Port workers across Chile agreed to return to work on 26 January after three days of intense negotiations between the government, port operators and union leaders, bringing to end protests which almost completely halted much of the country’s foreign trade, including fresh fruit exports.

However, a group of workers at the Port of San Antonio downed tools again late on 27 January, blockading the port, claiming that their employers were refusing to implement the deal reached over the weekend.

The development has caused frustration among Chile’s fruit farmers and exporters who were preparing to resume exports at the peak of the Southern Hemisphere season. Speaking at a press conference in Santiago, Cristián Allendes, president of the Chilean federation of fruit producers Fedefruta, said between US$1m and US$2m worth of fruit is being delivered to the ports each day and the renewal of the strike will lead to holdups.

Refrigeration capacity at the Port of Valparaiso, 60km north of San Antonio and the main alternative shipment point for fresh fruit, is already near capacity.
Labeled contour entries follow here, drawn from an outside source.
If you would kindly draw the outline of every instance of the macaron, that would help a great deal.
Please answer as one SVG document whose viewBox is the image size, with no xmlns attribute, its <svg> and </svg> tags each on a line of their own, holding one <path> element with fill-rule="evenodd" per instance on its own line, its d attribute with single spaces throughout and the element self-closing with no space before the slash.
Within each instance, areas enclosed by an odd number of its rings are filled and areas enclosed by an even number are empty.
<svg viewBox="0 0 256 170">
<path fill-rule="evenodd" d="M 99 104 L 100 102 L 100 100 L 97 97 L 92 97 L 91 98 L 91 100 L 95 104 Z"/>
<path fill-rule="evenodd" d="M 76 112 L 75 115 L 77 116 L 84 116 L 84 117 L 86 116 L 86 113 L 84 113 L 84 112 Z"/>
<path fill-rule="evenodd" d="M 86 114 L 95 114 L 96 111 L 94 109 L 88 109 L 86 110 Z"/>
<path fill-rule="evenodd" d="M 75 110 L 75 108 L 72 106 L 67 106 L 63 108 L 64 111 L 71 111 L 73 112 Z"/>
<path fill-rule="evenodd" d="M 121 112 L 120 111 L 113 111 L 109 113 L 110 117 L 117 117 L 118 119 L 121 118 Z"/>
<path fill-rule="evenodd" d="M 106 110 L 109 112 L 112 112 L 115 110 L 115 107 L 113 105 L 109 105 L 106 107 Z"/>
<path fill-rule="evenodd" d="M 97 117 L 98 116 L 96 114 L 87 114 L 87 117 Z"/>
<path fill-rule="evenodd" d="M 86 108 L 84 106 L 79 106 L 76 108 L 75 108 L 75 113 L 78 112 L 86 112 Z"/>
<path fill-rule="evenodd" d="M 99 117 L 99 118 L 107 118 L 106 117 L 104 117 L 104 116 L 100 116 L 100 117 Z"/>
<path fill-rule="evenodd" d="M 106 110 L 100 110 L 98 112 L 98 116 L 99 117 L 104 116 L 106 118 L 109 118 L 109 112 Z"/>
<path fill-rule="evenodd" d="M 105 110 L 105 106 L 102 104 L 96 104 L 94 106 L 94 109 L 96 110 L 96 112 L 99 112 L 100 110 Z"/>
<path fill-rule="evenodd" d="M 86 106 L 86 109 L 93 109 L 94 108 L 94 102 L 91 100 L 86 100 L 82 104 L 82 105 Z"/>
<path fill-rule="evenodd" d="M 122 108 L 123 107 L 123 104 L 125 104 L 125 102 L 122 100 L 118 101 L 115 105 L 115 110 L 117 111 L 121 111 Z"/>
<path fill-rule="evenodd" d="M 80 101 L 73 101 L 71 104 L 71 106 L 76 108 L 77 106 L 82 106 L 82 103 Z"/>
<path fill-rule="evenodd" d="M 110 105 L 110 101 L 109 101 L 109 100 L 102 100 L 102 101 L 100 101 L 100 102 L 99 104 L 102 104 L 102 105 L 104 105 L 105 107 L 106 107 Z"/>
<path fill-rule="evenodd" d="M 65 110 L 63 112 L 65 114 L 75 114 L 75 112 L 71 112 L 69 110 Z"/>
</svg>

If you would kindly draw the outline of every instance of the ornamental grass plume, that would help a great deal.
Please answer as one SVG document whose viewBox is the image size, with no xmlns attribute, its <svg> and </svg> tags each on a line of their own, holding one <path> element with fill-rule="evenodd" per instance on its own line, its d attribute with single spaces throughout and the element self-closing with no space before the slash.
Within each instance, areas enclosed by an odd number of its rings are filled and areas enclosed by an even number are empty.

The latest delay will endanger the strong relations enjoyed by Chile’s fruit exporters with supermarkets in Asia, Europe and North America and lose it valuable contracts, warned Ronald Bown, president of fruit export association Asoex.

“The impact this creates abroad are unimaginable and unmanageable…The lack of confidence in Chile is growing and it’s becoming more difficult to win back these clients,” Bown said, noting that supermarkets were switching to alternative suppliers who would fight to protect newly-won market share. At this time of the year, the worst affected products include blueberries, grapes and peaches.

Speaking last week from the World Economic Forum in Davos, Switzerland, Chilean Finance Minister Felipe Larrain warned that the strike could affect the country’s economic growth and government finances.

With the fruit industry now desperate to resume exports, the sector is considering taking more radical measures to bring the situation under control.

Patricio Crespo, president of agricultural association SNA, said that these could include calling on the government to use state security laws to reopen the ports. The authorities should also revise the contract with port operator Puerto Central to see if the terms of its concessions had been breached.

“They are clearly that they are not providing the service for which this part of the port was granted in concession,” he said.

Fedefruta is also considering taking the port operators to court over the losses the industry has suffered as a result of the strike, Allendes commented.